The first answer from an AI is rarely the final one. If you've ever worked with analytics tools, you've felt that gap. The AI gets you close, and then you nudge it into place. The interesting question isn't whether the first answer is perfect. It's whether the second answer is better because of what you taught it.
That's the whole promise of a feedback driven system: every correction is an investment. You're not just fixing an output. You're training a partner.
What a useful learning loop looks like
Early on, you ask, "Why did approval rate drop?" The AI gives you a quick change over change. You clarify that, for your team, approval rate uses the screened denominator, not total applications. The AI adjusts. Two weeks later, you ask a related question and it starts with the right definition. You didn't just get an answer. You raised the floor.
As the loop continues, the system starts to anticipate the parts you care about: whether there was a policy change mid‑month, which segments moved, if seasonality explains some of the variance. You spend less time correcting mechanics and more time interrogating the story.
Accuracy isn't a switch. It's a curve
When we put InsightAssist in front of early access teams, we saw a pattern repeat. Week one felt like a promising intern: fast, occasionally off, very coachable. By week four, many teams were getting answers that matched their internal definitions and expectations without a lot of prompting. By month three, the disagreements were about judgment calls, not basics.
The lift didn’t come from one huge model upgrade. It came from the quiet accumulation of context: how you define metrics, how you talk about them, what “normal” looks like in your business.

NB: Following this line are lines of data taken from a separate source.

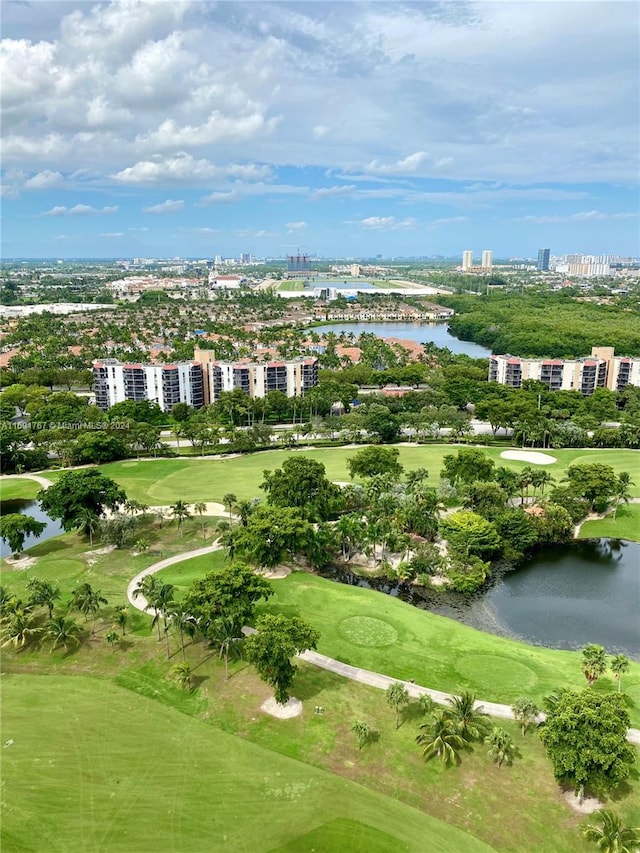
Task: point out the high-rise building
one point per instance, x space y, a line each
164 384
543 260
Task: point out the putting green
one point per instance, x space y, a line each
367 631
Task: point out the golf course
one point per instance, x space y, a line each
102 750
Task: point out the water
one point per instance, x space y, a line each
564 597
435 333
570 595
32 508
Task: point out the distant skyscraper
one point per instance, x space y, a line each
543 260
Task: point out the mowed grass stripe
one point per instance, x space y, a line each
106 769
165 481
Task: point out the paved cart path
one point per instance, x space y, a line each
355 673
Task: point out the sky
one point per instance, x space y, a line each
342 129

How to give feedback that compounds
You don’t need a new ceremony. The most helpful feedback is the kind you already give naturally:
- Be specific about the correction and why it matters. “Use screened denominator here because…”.
- Share brief context when you can. “Underwriting changed on the 15th, so split the month.”
- Be consistent once you've chosen a definition. Consistency accelerates learning.
Do that in the flow of your work and the system meets you where you are the next time.
Why this matters now
Analytics is moving from “generate a query” to “explain a change.” That requires memory, context, and a willingness to be taught. Tools that can’t learn stay useful for one‑off questions. Tools that do learn become part of the team.
If you want an assistant that improves with you, and because of you, that's what we're building.